Prise en août 1946, la photo de Robert Capa, intitulée « La tondue de Chartres », est largement connue. Elle représente une jeune femme, livrée à la vindicte populaire, tenant son bébé dans les bras et entourée d’une population en train de la conspuer après l’avoir tondue. Elle illustre ce qu’a été l’épuration à la fin de la guerre. C’est sur la base de cette photo que Julie Héraclès construit son récit en donnant vie à celle qu’elle a choisi de nommer Simone Grivise et pas Simone Touseau comme dans la réalité.
Et cela fait toute la différence, car l’auteure ne fait pas œuvre d’historienne ici mais bien de romancière. Il ne faut donc pas s’attendre à découvrir la vraie Simone (pour cela il existe d’excellents documentaires) mais bien un personnage de roman.
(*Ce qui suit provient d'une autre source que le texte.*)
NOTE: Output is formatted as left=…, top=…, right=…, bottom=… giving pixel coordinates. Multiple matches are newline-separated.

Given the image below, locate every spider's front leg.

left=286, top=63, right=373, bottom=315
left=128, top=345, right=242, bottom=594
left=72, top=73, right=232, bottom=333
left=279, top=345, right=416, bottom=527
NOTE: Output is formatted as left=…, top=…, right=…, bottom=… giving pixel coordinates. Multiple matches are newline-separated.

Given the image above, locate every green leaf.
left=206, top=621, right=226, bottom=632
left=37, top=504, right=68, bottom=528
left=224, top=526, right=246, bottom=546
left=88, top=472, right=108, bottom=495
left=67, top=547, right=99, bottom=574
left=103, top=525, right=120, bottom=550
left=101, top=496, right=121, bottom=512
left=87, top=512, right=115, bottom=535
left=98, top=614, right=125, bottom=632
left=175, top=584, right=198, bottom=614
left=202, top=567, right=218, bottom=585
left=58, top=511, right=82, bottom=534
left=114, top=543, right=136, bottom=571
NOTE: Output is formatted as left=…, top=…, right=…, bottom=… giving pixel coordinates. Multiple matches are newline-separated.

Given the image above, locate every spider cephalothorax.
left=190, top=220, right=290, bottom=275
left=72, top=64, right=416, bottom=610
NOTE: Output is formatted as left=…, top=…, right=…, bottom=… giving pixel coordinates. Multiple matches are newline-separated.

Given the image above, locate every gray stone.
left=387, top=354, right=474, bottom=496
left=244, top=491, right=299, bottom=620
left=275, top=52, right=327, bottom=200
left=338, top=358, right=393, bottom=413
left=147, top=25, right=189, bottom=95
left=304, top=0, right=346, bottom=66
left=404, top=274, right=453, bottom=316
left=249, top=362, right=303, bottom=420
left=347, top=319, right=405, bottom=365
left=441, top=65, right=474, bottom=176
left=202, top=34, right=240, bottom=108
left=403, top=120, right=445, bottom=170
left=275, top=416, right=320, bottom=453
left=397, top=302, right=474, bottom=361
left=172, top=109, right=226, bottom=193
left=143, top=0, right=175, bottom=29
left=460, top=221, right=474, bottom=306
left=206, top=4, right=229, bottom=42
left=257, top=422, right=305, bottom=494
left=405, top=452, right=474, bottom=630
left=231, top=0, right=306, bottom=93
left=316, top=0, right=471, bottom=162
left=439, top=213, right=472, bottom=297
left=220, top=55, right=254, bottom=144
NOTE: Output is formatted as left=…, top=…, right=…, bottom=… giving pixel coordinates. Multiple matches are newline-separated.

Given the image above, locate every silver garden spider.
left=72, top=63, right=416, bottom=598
L’auteure se glisse ici dans les blancs laissés par la reconstitution, dans les interstices d’une vie dont tout n’est pas entièrement connue.
Ce qui est intéressant, c’est que Julie Héraclès a choisi de ne pas faire de sa Simone un personnage très sympathique. Elle dresse même plutôt le portrait d’une petite dinde orgueilleuse, envieuse, revancharde, arriviste et opportuniste. Et même si la vie lui a réservé quelques mauvais tours, on ne ressent pas particulièrement d’empathie pour elle.
Il aurait été simple de tomber dans la facilité de faire d’elle une victime, plaçant ainsi le lecteur directement dans son camp. Là, l’auteure joue avec toutes les nuances de l’âme humaine et en cela, le parti-pris est osé.
On suit ainsi ce personnage, sa jeunesse à Chartres, ses études. On comprend qu’elle est intelligente mais surtout ambitieuse. Qu’elle veut sortir de sa condition et que pour cela elle est prête à beaucoup de compromissions.
D’où sa décision, pleinement consciente, de se ranger du côté de ceux qu’elle considère comme les vainqueurs alors même que les actions des nazis sont de plus en plus largement connus. Elle décide de travailler comme traductrice pour les Allemands. Et c’est là qu’elle rencontre Otto, avec qui elle vivra une histoire d’amour et dont elle tombera enceinte.
C’est probablement cette histoire qu’elle vivra le plus sincèrement, même si cette relation est au début, pour Simone, une occasion de se placer et de bénéficier d’une vie meilleure que ses voisins. Voisins que ses parents finiront d’ailleurs par dénoncer à l’occupant.
Pour raconter cette histoire, et se tenir au plus près du personnage, Julie Héraclès utilise un phrasé très parlé, plutôt populaire ainsi que des mots d’argot qui rappelle les origines de Simone.
Un premier roman réussi, qui n’a pas pour objectif de réhabiliter Simone Touseau ni de faire du lecteur un juge, mais simplement de donner un autre angle de vue par le prisme du roman.